How To Make Money In Construction

It’s no secret that you have to know your trade (or if you’re a general contractor, all of the trades) to be successful.  No need to state the obvious or dwell on it.
But these days, there are essential ingredients for success in construction:

Communication

You have to communicate with:
-    Your customers
-    Your vendors
-    Your employees
-    Other contractors

If you’re not constantly communicating the right information to all of the above, your business will slow down when it needs to keep growing.  It sounds like a lot, and it is, but if you choose the right time of day to call, e-mail, IM, etc., to the right person, the chances you will be successful at asking the right question or getting the right answer increase.
Obviously, other contractors and most of your vendors (including subcontractors) are available earlier in the day.  Your employees are available at known times.  And the customers can be called a little later unless you know otherwise.
It’s easy to overlook the necessary communication with your employees.  But you can learn a lot about your customers and vendors from them if you ask.

Organization

Maybe the hardest thing for contractors to learn is good organization.  It’s not necessary when you’re coming up as someone else’s employee.  Make the time to get organized and stay organized.  It will improve all parts of your business if you know where everything is and how to reach it.  Appointments and finances are key to this area.

Consistency

One of the things you value most in an employee is consistency.  And it works in every direction.  Between you and your customers, between you and your vendors and between you and your employees.  It may seem like a burden or a chore to “be predictable”, but the hidden rewards are there.  When people know they can reasonably count on you to pick up the phone, answer an e-mail, show up on time to an appointment, be in the office for a period of time every weekday, they are more tuned in to your needs.

Documentation

Maybe it’s an unhappy part of modern business, but it’s a fact:  if you don’t write something down in a known place, the fact that you didn’t will come back to haunt you.  And if you have a signed contract, good contract documents and plans, RFIs, purchase orders, subcontracts, daily field reports, notes to the file about exceptions, all with someone’s name on them as the responsible party, disputes are much easier to resolve quickly.  It doesn’t mean that you have to be the responsible party on each document, just that there has to be a responsible party.

Use Technology

Another fact of modern business is that using technology saves money.  Because government agencies and insurance companies have doubled the amount of documentation required in the last 5-10 years, using computers is the only way to produce this documentation at a reasonable cost.  You will have to increase the number of overhead employees as you grow, but any given employee can produce a lot more work if given the right tools and training.  It’s not cheap, but it works.

Develop Systems

The more systematic approach you can take to your business, the more jobs you can attract and finish.  It may be worth the cost to ask someone to help if it’s hard to do this on your own.  Systems for estimating, sales, production, finance, documentation and reporting will pay for themselves many times over during a multi-year period.  It’s not cost-effective to not grow.  Small businesses that stay small can do well in good times, but it’s a lot harder in bad times to weather the storm.

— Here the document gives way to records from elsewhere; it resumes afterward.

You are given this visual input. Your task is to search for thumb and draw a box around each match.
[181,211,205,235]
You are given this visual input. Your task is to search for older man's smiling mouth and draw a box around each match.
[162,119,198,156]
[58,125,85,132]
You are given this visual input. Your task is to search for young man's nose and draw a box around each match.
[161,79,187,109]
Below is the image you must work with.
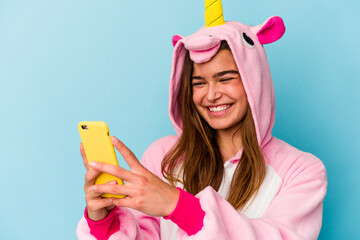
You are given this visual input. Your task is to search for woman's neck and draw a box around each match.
[217,130,242,163]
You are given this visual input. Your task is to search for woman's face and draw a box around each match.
[192,50,248,134]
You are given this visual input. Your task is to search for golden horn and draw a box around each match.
[205,0,225,27]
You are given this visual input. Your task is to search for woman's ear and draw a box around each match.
[172,35,184,47]
[252,16,285,44]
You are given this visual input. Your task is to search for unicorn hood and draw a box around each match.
[169,0,285,148]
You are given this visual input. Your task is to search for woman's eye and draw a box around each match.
[220,78,234,82]
[192,82,205,87]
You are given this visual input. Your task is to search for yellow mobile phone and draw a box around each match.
[78,121,126,198]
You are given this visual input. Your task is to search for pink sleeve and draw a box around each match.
[76,207,160,240]
[164,188,205,236]
[84,207,120,240]
[177,155,327,240]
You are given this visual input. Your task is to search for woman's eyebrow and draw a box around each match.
[191,76,204,80]
[191,70,240,80]
[213,70,240,78]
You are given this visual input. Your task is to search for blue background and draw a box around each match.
[0,0,360,240]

But How Do You Do All Of This?

Set priorities and live them.  How else are you going to have time to do everything, and still spend time on things which mean a lot other than work (like family)?  Obviously, your customers and prospects are priority #1.  After that, you have to ask yourself “what are my priorities”, write down the answers, and stick with them.  Keep asking yourself: “is this a good use of my time? is it moving me closer to achieving my goals? am I doing what I should be doing?”  Own your priorities.  If you keep making exceptions and putting out fires, you will always be making exceptions and putting out fires.

Time Management

Please see my article:  Time Management

At this point, your time is more valuable than money.  Spend it wisely.